Quel gol che non ti aspetti e che, et voila, colpisce ed affonda, da un lato, gli avversari; dall’altro, è la scintilla che fa scattare la standing ovation dei supporters granata. Punizione al bacio dell’artista Baldini, elevazione di Tofanari che la schiaccia di testa per Di Sabatino che, in girata, la schiaffa alle spalle di Marson. Un gol alla Higuain per il centrale abruzzese scuola Pescara, ancora incredulo per la perla di pregevole fattura: “E’ un gol che non mi esce neanche se gioco a calcetto con gli amici d’estate (ride, ndr)”. Di gol ne ha realizzati in carriera Di Sabatino, ma questo, forse, sarà ricordato come uno dei più importanti: “Sono contento perchè è servito alla squadra per portare a casa il risultato e questa per me è la cosa più importante. E’ una rete che mi dà sicurezza perchè sono stati giorni difficili ma in generale il risultato che ne è scaturito sabato dà maggior fiducia a tutti noi per poter continuare a lavorare in maniera più serena e consci delle nostre potenzialità”.

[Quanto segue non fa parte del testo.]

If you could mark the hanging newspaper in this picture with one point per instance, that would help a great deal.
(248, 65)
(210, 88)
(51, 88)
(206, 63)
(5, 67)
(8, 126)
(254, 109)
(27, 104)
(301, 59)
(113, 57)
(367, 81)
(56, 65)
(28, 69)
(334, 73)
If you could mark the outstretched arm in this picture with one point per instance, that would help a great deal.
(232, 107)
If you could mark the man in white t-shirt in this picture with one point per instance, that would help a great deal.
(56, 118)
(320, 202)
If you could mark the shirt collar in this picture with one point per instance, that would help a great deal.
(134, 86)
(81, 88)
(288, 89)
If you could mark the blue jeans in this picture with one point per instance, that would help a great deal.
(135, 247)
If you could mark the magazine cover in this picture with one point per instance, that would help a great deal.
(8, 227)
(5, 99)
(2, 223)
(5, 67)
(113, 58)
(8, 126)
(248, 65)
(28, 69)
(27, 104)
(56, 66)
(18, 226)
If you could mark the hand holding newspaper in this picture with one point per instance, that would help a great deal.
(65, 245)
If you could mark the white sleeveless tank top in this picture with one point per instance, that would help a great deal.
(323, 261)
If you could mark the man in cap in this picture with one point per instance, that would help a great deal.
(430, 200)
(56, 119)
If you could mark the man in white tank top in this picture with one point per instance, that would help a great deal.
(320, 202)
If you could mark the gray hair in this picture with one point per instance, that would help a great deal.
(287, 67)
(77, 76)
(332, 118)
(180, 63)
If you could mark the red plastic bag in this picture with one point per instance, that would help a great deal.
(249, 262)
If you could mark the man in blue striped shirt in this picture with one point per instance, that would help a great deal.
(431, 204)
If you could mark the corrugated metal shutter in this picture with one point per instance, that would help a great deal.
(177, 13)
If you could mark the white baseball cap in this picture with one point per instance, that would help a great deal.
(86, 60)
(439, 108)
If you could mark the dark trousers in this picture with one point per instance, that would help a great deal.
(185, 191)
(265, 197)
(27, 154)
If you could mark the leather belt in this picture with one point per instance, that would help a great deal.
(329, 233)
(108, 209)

Quella corsa sotto il settore ospiti, “i tifosi sono giunti al Manuzzi in maniera massiccia ed è stato stupendo poter segnare sotto i loro occhi” e l’indice rivolto alla sua bellissima Ilaria, alla piccola e dolce Nicole e al papà Luciano ai quali il difensore centrale ha dedicato il momentaneo 2-0. “In tribuna c’erano la mia ragazza, mia figlia e mio padre e il gol va a tutta la mia famiglia e a tutti coloro che hanno creduto e continuano a credere in me. Una gioia davvero grande ed indescrivibile”.

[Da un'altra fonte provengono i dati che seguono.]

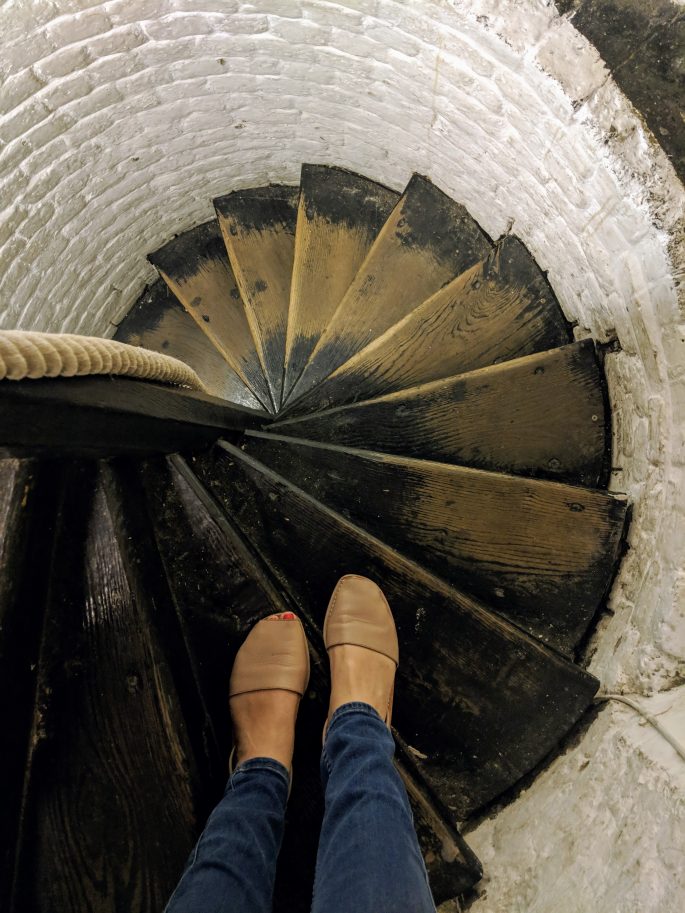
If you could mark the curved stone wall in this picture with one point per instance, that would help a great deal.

Che la gara si indirizzasse su un binario diverso lo si era avvertito già all’interno dello spogliatoio: “Dentro di noi scorreva un’elettricità diversa. Infatti siamo scesi in campo carichi e concentrati, determinati a portare a casa il risultato. Con la rabbia e la voglia di ottenere la vittoria, siamo riusciti ad invertire la rotta e a fare bottino pieno”.

Se è vero che con l’arrivo di Alessandrini si sono materializzati i primi tre punti dopo due mesi di digiuno dall’ultima vittoria (contro l’Imolese del 6 ottobre, ndr), è pur vero che una nota di merito va anche al lavoro maturato nei mesi precedenti da mister Fontana, come sottolinea Di Sabatino: “Con mister Fontana abbiamo lavorato per quattro mesi in maniera intensa, puntigliosa e non tralasciando nessun particolare. Se siamo riusciti ad ottenere questo risultato è anche merito suo perchè con lui abbiamo fatto un percorso di crescita esponenziale a partire dal ritiro fino ad ora”. Il tecnico Alessandrini, dunque, ha raccolto l’eredità del suo predecessore “trasmettendoci la sua carica, la sua voglia di fare bene. Sia in settimana che subito prima della partita ci ha infuso quella determinazione necessaria per vincere le partite”.

Il pensiero ora è rivolto al match casalingo contro la Virtus Verona: “Il Verona sta disputando un grandissimo campionato. E’ una squadra solida che concede poco ed è molto cinica. Dobbiamo assolutamente affrontare questa partita con lo stesso piglio di sabato scorso”.